Speech to text, first convert the .opus files to .ogg files

In [42]:
import ffmpeg

# Find opus files in race directory
opus_files = list(race_dir.glob("*.opus"))

if not opus_files:
    print(f"No opus files found in {race_dir}")
else:
    for opus_file in opus_files:
        output_file = opus_file.with_suffix('.ogg')
        ffmpeg.input(str(opus_file)).output(str(output_file)).run()

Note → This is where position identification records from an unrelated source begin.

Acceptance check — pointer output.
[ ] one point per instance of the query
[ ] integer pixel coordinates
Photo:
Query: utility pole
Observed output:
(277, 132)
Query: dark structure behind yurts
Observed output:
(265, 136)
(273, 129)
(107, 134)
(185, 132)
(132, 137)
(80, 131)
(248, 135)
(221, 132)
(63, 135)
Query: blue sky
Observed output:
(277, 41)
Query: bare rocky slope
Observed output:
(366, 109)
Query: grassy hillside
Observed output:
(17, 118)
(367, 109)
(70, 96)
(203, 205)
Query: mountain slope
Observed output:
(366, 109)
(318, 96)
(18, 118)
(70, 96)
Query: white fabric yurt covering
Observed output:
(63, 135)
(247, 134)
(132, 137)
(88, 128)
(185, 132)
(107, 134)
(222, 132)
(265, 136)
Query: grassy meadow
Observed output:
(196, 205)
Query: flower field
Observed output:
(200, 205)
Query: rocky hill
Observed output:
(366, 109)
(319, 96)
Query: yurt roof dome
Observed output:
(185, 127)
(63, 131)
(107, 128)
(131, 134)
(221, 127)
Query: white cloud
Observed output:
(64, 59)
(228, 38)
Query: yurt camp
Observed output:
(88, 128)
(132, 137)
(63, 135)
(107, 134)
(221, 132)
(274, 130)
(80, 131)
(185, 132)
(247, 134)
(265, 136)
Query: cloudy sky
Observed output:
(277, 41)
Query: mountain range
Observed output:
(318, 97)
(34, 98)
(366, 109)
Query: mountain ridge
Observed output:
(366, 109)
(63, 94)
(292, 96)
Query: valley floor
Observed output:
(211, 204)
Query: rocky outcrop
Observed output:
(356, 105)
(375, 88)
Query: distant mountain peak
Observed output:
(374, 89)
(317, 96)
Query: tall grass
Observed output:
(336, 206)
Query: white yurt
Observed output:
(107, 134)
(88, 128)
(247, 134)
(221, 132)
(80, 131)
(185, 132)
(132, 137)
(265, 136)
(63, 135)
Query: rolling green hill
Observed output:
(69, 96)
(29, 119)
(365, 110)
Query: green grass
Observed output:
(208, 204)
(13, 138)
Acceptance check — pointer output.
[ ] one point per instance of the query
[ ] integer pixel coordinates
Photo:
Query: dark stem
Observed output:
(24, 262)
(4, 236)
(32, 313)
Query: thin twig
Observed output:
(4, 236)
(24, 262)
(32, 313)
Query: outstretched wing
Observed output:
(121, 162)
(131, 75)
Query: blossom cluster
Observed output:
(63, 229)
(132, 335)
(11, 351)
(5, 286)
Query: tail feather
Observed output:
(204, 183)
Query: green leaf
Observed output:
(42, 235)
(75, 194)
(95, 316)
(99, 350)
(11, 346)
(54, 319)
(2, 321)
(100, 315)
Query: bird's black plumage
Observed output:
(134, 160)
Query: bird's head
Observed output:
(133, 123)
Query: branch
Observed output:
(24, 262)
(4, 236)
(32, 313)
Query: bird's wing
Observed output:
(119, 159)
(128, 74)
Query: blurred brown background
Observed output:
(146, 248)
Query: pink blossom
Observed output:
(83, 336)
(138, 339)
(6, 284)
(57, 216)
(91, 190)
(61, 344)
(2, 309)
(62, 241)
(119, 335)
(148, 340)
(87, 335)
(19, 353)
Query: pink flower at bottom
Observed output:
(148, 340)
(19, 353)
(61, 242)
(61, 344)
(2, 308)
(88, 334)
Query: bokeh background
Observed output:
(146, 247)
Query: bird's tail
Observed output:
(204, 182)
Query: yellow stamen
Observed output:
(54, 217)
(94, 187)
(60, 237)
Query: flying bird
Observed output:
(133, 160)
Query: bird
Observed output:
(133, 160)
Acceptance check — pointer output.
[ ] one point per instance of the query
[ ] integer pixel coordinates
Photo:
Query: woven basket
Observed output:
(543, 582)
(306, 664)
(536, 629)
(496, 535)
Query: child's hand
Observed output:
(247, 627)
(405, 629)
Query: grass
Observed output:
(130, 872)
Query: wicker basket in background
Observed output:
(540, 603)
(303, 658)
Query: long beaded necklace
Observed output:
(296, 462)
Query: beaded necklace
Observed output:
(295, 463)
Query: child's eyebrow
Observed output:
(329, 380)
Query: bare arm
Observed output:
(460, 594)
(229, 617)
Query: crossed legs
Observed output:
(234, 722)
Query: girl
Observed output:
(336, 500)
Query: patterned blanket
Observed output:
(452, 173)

ffmpeg version 7.1.1 Copyright (c) 2000-2025 the FFmpeg developers
  built with Apple clang version 17.0.0 (clang-1700.0.13.3)
  configuration: --prefix=/opt/homebrew/Cellar/ffmpeg/7.1.1_3 --enable-shared --enable-pthreads --enable-version3 --cc=clang --host-cflags= --host-ldflags='-Wl,-ld_classic' --enable-ffplay --enable-gnutls --enable-gpl --enable-libaom --enable-libaribb24 --enable-libbluray --enable-libdav1d --enable-libharfbuzz --enable-libjxl --enable-libmp3lame --enable-libopus --enable-librav1e --enable-librist --enable-librubberband --enable-libsnappy --enable-libsrt --enable-libssh --enable-libsvtav1 --enable-libtesseract --enable-libtheora --enable-libvidstab --enable-libvmaf --enable-libvorbis --enable-libvpx --enable-libwebp --enable-libx264 --enable-libx265 --enable-libxml2 --enable-libxvid --enable-lzma --enable-libfontconfig --enable-libfreetype --enable-frei0r --enable-libass --enable-libopencore-amrnb --enable-libopencore-amrwb --enable-libopenjpeg --enable-libspeex

Send each .ogg file to OpenAI

In [43]:
import openai
from dotenv import load_dotenv

load_dotenv()

# Find ogg files in race directory
ogg_files = list(race_dir.glob("*.ogg"))
transcriptions = []

if not ogg_files:
    print(f"No ogg files found in {race_dir}")
else:
    for ogg_file in ogg_files:
        print(f"Transcribing {ogg_file.name}...")
        
        # Open and read the audio file
        with open(ogg_file, "rb") as audio_file:
            # Call OpenAI API for speech-to-text
            transcript = openai.audio.transcriptions.create(
                model="gpt-4o-transcribe",
                file=audio_file,
                language="pt"
            )
            
            transcriptions.append({
                "file": ogg_file.name,
                "text": transcript.text
            })

print("\nTranscriptions:")
for t in transcriptions:
    print(f"\n{t['file']}:")
    print(t['text'])


Transcribing WhatsApp Audio 2025-07-21 at 14.06.49.ogg...

Transcriptions:

WhatsApp Audio 2025-07-21 at 14.06.49.ogg:
Curva um, kart 167 está freando muito tarde na curva. Kart 147 está freando cedo demais e saindo devagar. 126 está perdendo o ápice da curva.